Kalau berbicara soal anak, saya rasa bukan hanyak bapak tua di dalam bus itu yang sanggup bercerita panjang sambil penuh semangat. Para bapak di muka bumi ini sudah tentu akan begitu excited jika menceritakan keberhasilan anaknya.

"Alhamdullilah... Anak saya sekarang sudah berhasil semua, Mas."

"Alhamdulillah ya, Pak"

Sepanjang perjalan itu kadang saya mengutuk diri sendiri. Ya, saya teringat bapak, orang tua saya di rumah. Yang sampai saat ini belum bisa saya bahagiakan. Entahlah kebahagiaan macam apa yang bisa saya persembahan untuk beliau. Wajahnya yang penuh kerutan perjalanan hidup, membuat saya paham benar ia adalah sosok lelaki pekerja keras. Semakin saya memandang wajah bapak, semakin saya bersalah.  Terakhir saya melihat wajah bapak penuh kebahagiaan adalah ketika saya berhasil masuk Universitas Negeri, selebihnya pancaran wajah itu tak tampak lagi. Mungkin ia kecewa, namun tak tega ia utarakan. Saya belum bisa seperti apa yang bapak inginkan.
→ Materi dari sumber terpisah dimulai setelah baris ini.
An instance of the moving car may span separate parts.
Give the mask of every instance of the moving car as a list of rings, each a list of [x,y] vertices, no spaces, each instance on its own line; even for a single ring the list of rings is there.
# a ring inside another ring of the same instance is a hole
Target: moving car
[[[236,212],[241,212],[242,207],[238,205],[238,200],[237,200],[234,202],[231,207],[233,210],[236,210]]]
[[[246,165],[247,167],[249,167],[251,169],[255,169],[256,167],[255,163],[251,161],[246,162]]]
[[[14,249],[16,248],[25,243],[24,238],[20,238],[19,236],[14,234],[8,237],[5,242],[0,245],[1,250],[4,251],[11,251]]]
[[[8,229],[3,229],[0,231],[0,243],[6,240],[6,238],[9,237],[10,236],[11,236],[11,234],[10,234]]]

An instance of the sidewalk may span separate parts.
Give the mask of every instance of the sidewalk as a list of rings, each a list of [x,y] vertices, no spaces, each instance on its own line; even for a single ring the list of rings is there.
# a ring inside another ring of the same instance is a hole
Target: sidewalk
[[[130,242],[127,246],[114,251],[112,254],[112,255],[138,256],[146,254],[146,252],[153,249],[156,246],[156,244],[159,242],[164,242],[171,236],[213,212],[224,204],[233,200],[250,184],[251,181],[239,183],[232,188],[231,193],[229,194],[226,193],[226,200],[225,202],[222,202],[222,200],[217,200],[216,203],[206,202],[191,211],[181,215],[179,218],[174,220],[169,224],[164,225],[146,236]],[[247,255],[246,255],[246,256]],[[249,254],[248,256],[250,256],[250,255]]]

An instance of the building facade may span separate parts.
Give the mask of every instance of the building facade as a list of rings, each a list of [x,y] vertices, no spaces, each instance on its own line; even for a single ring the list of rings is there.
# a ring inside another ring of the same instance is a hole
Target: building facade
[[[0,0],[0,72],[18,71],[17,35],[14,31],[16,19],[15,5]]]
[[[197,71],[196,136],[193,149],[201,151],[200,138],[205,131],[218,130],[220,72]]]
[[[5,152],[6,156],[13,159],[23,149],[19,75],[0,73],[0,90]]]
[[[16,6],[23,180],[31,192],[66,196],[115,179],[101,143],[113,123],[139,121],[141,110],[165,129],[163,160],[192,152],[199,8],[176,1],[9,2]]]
Obrolan di dalam bus membuat saya sadar, bahwa saya sudah terlalu lama hidup dalam kesantaian. Rasa nyaman dan aman adalah jelas musuh kesuksesan saya saat ini.

Semoga saja bapak saya di rumah suatu saat nanti akan meceritakan  kepada pria di dalam bus prihal kebarhasilan saya. Dengan excited dan dengan penuh semangat 45x2 tentunya.

Thanks to bapak tua di dalam bus. Selain menyadarkan saya akan sebuah pencapaian, dirimu juga udah bayarin ongkos Rambutan-Ciawi. Semoga kita bisa ketemu lagi.